La situazione peggiora di giorno in giorno. Da Siracusa a Palermo si susseguono le segnalazioni di malfunzionamenti e problemi, al di là del nodo delle aperture domenicali che saltano per la mancanza di custodi. All`Abatellis di Palermo i telefoni non funzionano più. Impossibile chiamare dal palazzo, c`è solo una linea collegata con la questura per il sistema antifurto. A Enna, nel museo archeologico, avevano staccato tutte le linee e solo grazie a un privato che ha regalato una scheda telefonica è stato possibile ripristinare il collegamento dell`allarme con la centrale di polizia. "Ma per il resto non abbiamo riscaldamenti e non possiamo fare alcuna chiamata", dicono dal museo ennese.
Al Paolo Orsi di Siracusa, un sito di grande valore nel quale sono esposti ventimila reperti, dalla Venere Landolina alla statua in calcare della dea madre Kourotrophos, i sindacati hanno scritto nei giorni scorsi una nota di fuoco per segnalare alcune "anomalie". "Il sistema di allarme funziona in maniera ridotta - scrivono Cobas-Codir e Sadirs - perché non appena acceso va in tilt e si è costretti a disattivarlo per i continui allarmi. La telecamera posizionata nel cancello d`ingresso non funziona da tempo. Molte altre telecamere nel museo sono guaste".

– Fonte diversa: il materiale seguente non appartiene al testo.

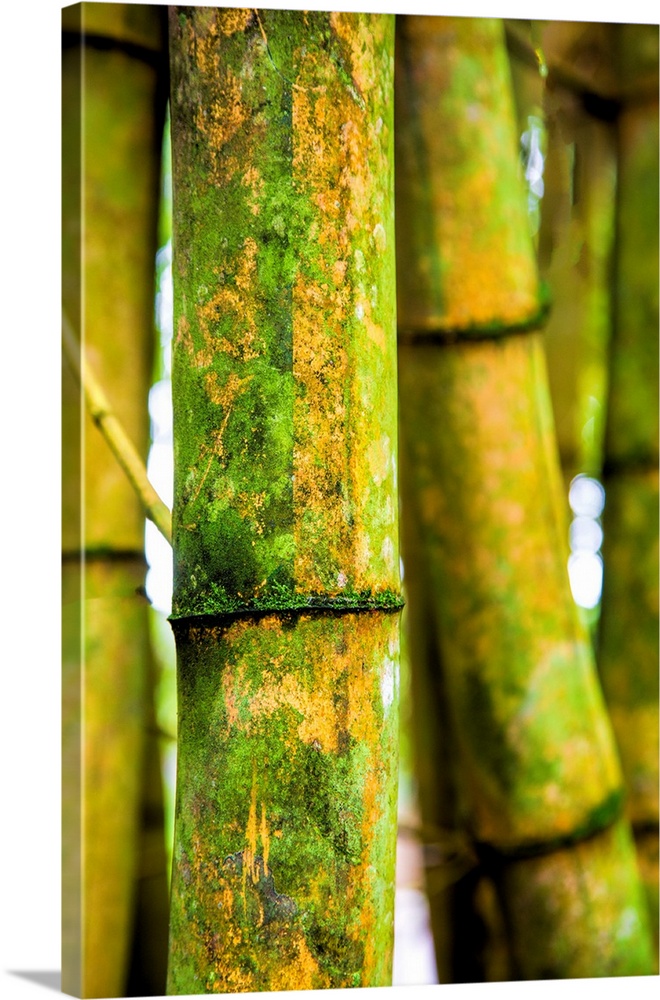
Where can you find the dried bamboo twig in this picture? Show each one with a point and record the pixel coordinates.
(112, 430)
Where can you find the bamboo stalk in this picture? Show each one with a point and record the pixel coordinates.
(285, 515)
(628, 640)
(112, 430)
(110, 185)
(537, 770)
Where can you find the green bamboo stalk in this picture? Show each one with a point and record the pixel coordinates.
(628, 640)
(576, 233)
(534, 753)
(110, 185)
(285, 511)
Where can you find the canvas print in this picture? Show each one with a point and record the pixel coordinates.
(360, 499)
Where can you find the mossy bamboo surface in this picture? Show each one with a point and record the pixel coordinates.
(628, 640)
(285, 512)
(534, 752)
(110, 185)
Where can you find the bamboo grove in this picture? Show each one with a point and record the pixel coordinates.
(377, 331)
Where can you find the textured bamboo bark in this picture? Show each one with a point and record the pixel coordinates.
(628, 641)
(285, 515)
(110, 190)
(533, 750)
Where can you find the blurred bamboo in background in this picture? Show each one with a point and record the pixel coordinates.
(532, 779)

Musei sporchi, senza telefono, senza controlli. Due settimane fa su YouTube è finito un video girato da alcuni custodi nel chiostro del museo Pepoli di Trapani, dove c`era di tutto: cartacce, uccelli morti, escrementi di animali. Dopo la divulgazione del video, il sito è stato pulito. Ma fra poco tempo rischia di tornare come prima. La causa della situazione di degrado dei musei di Sicilia è soprattutto una: la mancanza di fondi. Nell`ultima Finanziaria il governo Crocetta ha preferito stanziare un milione di euro per iniziative direttamente promosse dall`assessore di turno, mentre è stato azzerato il capitolo per il funzionamento dei siti. Così, per esempio, al Museo del Satiro di Mazara non hanno i fondi per chiamare un elettricista e montare una lampada a led da mettere all`interno della statua in bronzo per migliorarne la visione.

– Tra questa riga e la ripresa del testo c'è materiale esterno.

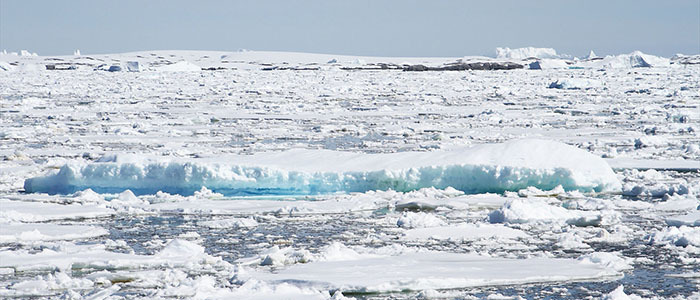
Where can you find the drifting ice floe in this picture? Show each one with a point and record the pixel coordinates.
(431, 270)
(12, 233)
(484, 168)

Il governatore Crocetta in due anni e mezzo ha cambiato quattro assessori, e nessuno ha avuto il tempo di lavorare davvero. Nessuno, quindi, ha risolto il problema dei servizi aggiuntivi. La prima cosa che ha fatto il presidente della Regione, appena insediatosi a Palazzo d`Orleans, è stata bloccare la gara che aveva portato avanti l`allora assessore Sebastiano Missineo. È iniziata una guerra di ricorsi al Tar che è approdata perfino alla Corte costituzionale.

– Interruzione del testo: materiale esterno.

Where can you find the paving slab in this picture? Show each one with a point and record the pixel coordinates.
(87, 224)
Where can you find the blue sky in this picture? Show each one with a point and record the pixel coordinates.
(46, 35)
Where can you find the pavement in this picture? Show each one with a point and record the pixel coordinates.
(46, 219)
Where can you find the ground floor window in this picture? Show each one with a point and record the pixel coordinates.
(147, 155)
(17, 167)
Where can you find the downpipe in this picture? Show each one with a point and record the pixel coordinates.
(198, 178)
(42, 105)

In attesa che la Consulta si pronunci, da due anni e mezzo nei musei e nelle aree archeologiche di Sicilia mancano perfino le brochure, per non parlare di guide, cartoline o volumi sulle opere esposte. Nella gara sui servizi aggiuntivi era previsto anche che i privati investissero per migliorare la fruizione dei musei e avviassero iniziative di marketing per attrarre visitatori. Invece oggi i musei dell`Isola rimangono polverosi e abbandonati a se stessi. Un patrimonio immenso, mai valorizzato. Una Ferrari trasformata in un grande carrozzone.